La scène se présente comme un grand vide noir d’où émane le souffle du vent. Une silhouette s’avance doucement vers les spectateurs avant de leur partager quelques mots sur l’amour. Puis cette dernière accompagne la musique du vent par un chant aux résonances rock. La voix d’Alessandra Domenici nous accompagnera ainsi jusqu’à la fin de la pièce pour ne pas nous faire oublier ce message. Car l’amour est ici sujet qui régit les protagonistes en un triangle amoureux. Le spectacle nous interroge sur l’acceptation de la fin d’une passion ; le vent fort comme celui qui nous ramène inlassablement vers l’être aimé. L’Homme (Thomas Landbo) est de retour chez lui après une longue absence. Il vient retrouver La Femme (Léonore Zurflüh), mais voilà que pendant son absence elle a emménagé dans un nouvel appartement avec Le Jeune Homme (Yuriy Zavalnyouk).
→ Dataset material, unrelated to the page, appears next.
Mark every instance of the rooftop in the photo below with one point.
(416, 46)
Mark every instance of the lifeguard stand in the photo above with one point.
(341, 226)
Le scénario pourrait être celui d’une comédie, le rire est au rendez-vous, jusqu’à jouer du cliché de l’amant qui sort de l’armoire. Cependant, dès le départ, la mise en scène nous place à l’endroit du rêve et questionne le spectateur : ne serions-nous pas en fait en plein cauchemar ?

Un cauchemar

Après le chant et avant le texte, les corps de La Femme et du Jeune Homme se relèvent de terre et se mettent à danser. Leurs souffles guident leurs corps qui se retrouvent, leur danse est organique et rend leur passion concrète. L’atmosphère du rêve est explicitement mise en scène grâce à la scénographie de Margaux Nessi. Les deux amoureux dansent sur des nuages, le sol brille comme un mirage. L’espace de jeu est délimité par un rectangle blanc au-dessus duquel un écran projette des vidéos, représentant tantôt les plans d’architecte de l’appartement, tantôt la vue de la ville du haut du 14e étage. Créées par Vladimir Vatsev, elles nous plongent dans un raisonnement onirique. Au plateau, un lit, une table et des chaises nous rappellent un environnement quotidien. Les incohérences et les raccourcis du rêve sont présents. Mais celui-ci tourne ensuite au cauchemar lorsque l’Homme, qui tente de séparer La Femme et Le Jeune Homme, semble ne pas être entendu ni vu par eux. Les paroles sont rythmées comme une partition de musique, les corps sont tendus. Puis le charme du rêve se rompt tout à coup lorsque le Jeune Homme s’adresse directement à l’Homme en lui demandant s’il doit partir. Un dialogue pragmatique s’ensuit, celui d’une impossible...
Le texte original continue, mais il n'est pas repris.